Wednesday, September 7, 2016

The Evolution of Racer in Salaries and Sponsorships


With income attached to advertising dollars, driver salaries are directly tied to the popularity of the sport. For those with talent, it's a natural, step-by-step process.


As I stepped back into motorsports scene. The questions from everyone are getting more and more complicated. Years ago, people would to ask me “When will you publish my articles”? Or alternatively “Hey, remember those press releases”  

Now, people would to ask me “what is your 2017 plan for your two racers?, will they be racing in international series? , How much do they earn?”

First comes the desire to drive racing cars. Then, with a verifiable display of talent and success, comes the desire to get paid to drive those racing cars.
The desire part is easy. And the getting paid part? It gets harder every year, even for proven winners and past champions.

It was a very different era, tobacco money was a big part of things; it paid for so much of the racing and as a knock-on effect, the driver salaries. But with all of the sporting bans on tobacco advertising, you really saw all that money dry up rather quickly. And, to be fair, it was never really replaced.

I learned of one race-winning Series driver, a person driving for a well-funded team who had been making 5,000,000 per year to ply his trade, which seems like a paltry sum with the risks involved of racing at over 300kmph on circuits and north of 180 kmph on some road and street courses between 16 and 19 times a year. 

Tobacco makers have been barred from sponsorship nearly everywhere. What hits closest to home for us is motorsports. But why were they banned? They gave good salaries to drivers. Some notion that it'll make people healthier? Well, it's bullshit and we need them back. Now.

First, let me name all the cons that come with letting cigarette companies sponsor motorsports:...ummmm. Oh, maybe some people will choose on their own to begin smoking even though they know all of the health risks?
Ok, with that out of the way, let me name some of the specialists.


Budgets: Cigarette companies make boat loads of cash. Boat loads. Their investment in motorsports led to unprecedented levels of growth and investment.
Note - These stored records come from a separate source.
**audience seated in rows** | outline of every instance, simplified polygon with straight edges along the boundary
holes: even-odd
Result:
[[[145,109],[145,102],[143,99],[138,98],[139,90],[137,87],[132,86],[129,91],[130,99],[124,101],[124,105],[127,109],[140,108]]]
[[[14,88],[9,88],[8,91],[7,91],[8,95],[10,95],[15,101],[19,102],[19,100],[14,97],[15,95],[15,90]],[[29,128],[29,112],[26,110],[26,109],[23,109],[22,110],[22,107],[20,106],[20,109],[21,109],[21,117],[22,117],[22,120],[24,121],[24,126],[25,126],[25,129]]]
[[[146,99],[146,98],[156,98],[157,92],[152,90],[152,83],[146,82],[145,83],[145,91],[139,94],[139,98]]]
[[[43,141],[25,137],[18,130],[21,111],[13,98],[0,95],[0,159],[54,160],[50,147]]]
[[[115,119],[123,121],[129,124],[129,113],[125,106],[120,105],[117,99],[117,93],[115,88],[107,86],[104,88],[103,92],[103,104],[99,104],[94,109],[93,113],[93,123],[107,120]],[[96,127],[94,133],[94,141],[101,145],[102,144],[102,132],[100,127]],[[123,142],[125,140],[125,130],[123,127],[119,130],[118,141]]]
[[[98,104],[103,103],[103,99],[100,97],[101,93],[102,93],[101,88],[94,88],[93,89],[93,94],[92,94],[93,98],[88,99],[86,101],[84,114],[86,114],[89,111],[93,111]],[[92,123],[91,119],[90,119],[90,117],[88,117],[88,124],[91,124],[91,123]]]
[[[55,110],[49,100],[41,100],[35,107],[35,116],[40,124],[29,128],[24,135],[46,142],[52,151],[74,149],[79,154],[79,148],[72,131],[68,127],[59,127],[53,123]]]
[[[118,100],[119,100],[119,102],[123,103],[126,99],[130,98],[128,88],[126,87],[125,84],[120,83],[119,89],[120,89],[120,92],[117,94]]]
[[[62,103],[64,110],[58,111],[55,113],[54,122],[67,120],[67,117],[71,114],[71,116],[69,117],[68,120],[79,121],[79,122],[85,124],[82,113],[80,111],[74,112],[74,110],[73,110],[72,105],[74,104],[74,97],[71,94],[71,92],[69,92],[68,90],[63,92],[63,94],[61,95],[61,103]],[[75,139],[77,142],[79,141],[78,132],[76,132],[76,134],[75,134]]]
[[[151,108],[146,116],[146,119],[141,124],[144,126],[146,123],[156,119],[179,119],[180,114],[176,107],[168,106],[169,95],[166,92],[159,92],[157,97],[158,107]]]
I have no doubt that Formula One is on the level that it is now thanks to the investment and promotion that was afforded to the series through decades of tobacco involvement. 

Drivers: With big budgets came amazing drivers. Ever wish that we didn't need pay drivers in any series? Cigarettes are the answer. Teams would have money to hire who they pleased, not every dicks that comes to the door with a bucket of cash and the unique ability to crash into everything. It wouldn't eliminate pay drivers, but it sure would slow down the epidemic.

Liveries: Holy crap. The liveries. Marlboro McLaren and Team Penske. John Player Special Team Lotus. Gitanes Ligier. Rothmans Porsche and Williams. Mild Seven Benetton. These are the liveries you remember when you think of motorsports. Now what do we have? Energy drinks and banks. 

Lifestyle: Smoking is dangerous. Racing is dangerous. If ever there was a sport that cigarettes could be related to, it's motorsports. No matter what safety advances there have been in racing, it's still an unbelievably dangerous undertaking, like smoking. But the drivers are so health conscious these days that you won't see Vettel lighting up a Virginia Slim after a race win or Button taking a drag of a West when he's passed by Kevin Magnussen. However, you will see Kimi Raikkonen constantly smoking Marlboro Reds because that's just what I imagine Kimi would do.

A cigarette sponsorship of a racing team does not immediately mean that you need to start smoking. You are still allowed to think for yourself. See, you have a brain which allows you to have independent thought. You don't need to be part of a collective that sees a cigarette sponsorship and then goes off and smokes themselves to death. Nope. You can do whatever you want!

For all the risks that come with the job, you'd like to see guys making more than a greater value for what they must do to earn that money. You could say the salaries reflect the times, but that doesn't change the inherent danger in what we do. Those two points seem to be going farther away than coming together.